Sunday, September 2, 2007

Weekend's Featured: Global Warming: Agreement Reached on Greenhouse Gas Curb

Negotiators from 158 countries reached basic agreement Friday on rough targets aimed at getting some of the world's biggest polluters to reduce emissions of the greenhouse gases blamed for global warming.

A weeklong U.N. climate conference concluded that industrialized countries should strive to cut emissions by 25 percent to 40 percent of their 1990 levels by 2020. Experts said that target would serve as a loose guide for a major international climate summit to be held in December in Bali, Indonesia.

"We have reached broad agreement on the main issues," said Leon Charles, a negotiator from Grenada who helped oversee the Vienna talks.

Delegates worked into Friday evening to overcome resistance from several countries — including Canada, Japan and Russia — that had held up negotiations because they preferred a more open approach rather than setting emissions targets.

The 2020 targets are not binding, but they were seen as an important signal that industrialized nations are serious about slashing the amount of carbon dioxide and other dangerous gases to try to avert the most catastrophic consequences of global warming.

Friday's agreement sought to ease concerns that the emissions target might be too ambitious for some nations, noting that efforts to cut back on airborne pollutants are "determined by national circumstances and evolve over time."

But it made clear that greenhouse gas emissions must be reduced to "very low levels" to guard against potentially deadly flooding, drought and other fallout.

"Countries have been able to reassess the big picture of what is needed by identifying the key building blocks for an effective response to climate change," said Yvo de Boer, the U.N.'s top climate official.

De Boer said the agreement doesn't let developing countries off the hook.
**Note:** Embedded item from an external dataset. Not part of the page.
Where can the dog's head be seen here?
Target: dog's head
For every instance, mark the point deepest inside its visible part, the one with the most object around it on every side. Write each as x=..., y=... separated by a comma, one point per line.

"Even if industrialized countries do this, it will only be a contribution to the global effort," he told reporters.

The Bali conference will try to forge a new global agreement to cut greenhouse gas emissions after 2012, when the 1997 Kyoto Protocol expires. The Kyoto accord requires 35 industrial nations to cut their emissions 5 percent below 1990 levels by 2012.

Friday's agreement does not include the U.S., which has not ratified the Kyoto Protocol.

Environmental groups stressed that developed countries need to take urgent measures to keep Earth's temperature from rising more than 3.6 degrees Fahrenheit — a limit scientists contend is critical to prevent catastrophic flooding and other deadly weather patterns.

"They need to be guided by the potential calamity," said Angela Anderson, vice president for climate programs at the Washington-based National Environmental Trust.

Failing to cut emissions by at least 30 percent of 1990 levels by 2020 "would condemn millions to disease, water shortages and misery in the developing world," said Red Constantino, an official with Greenpeace International.

WWF International called Friday's agreement a "safe range for emission reductions," but cautioned that it would have to be put into action. "In Bali, they will have to formally adopt this," it said in a statement.

European Union officials had pressed hard for the 2020 targets. The EU already has pledged to cut emissions of carbon dioxide and other harmful gases by 20 percent by that year, and by another 10 percent if other industrialized nations join in.

Yvo de Boer, the U.N.'s top climate official, said some developing countries — including small island nations most vulnerable to climate change as polar ice caps melt and sea levels rise — were pressing industrialized nations for even deeper emissions cuts.

Their negotiators, he said, were acting out of a sense of urgency and a fear that "they won't have a country to represent" if climate change is not slowed.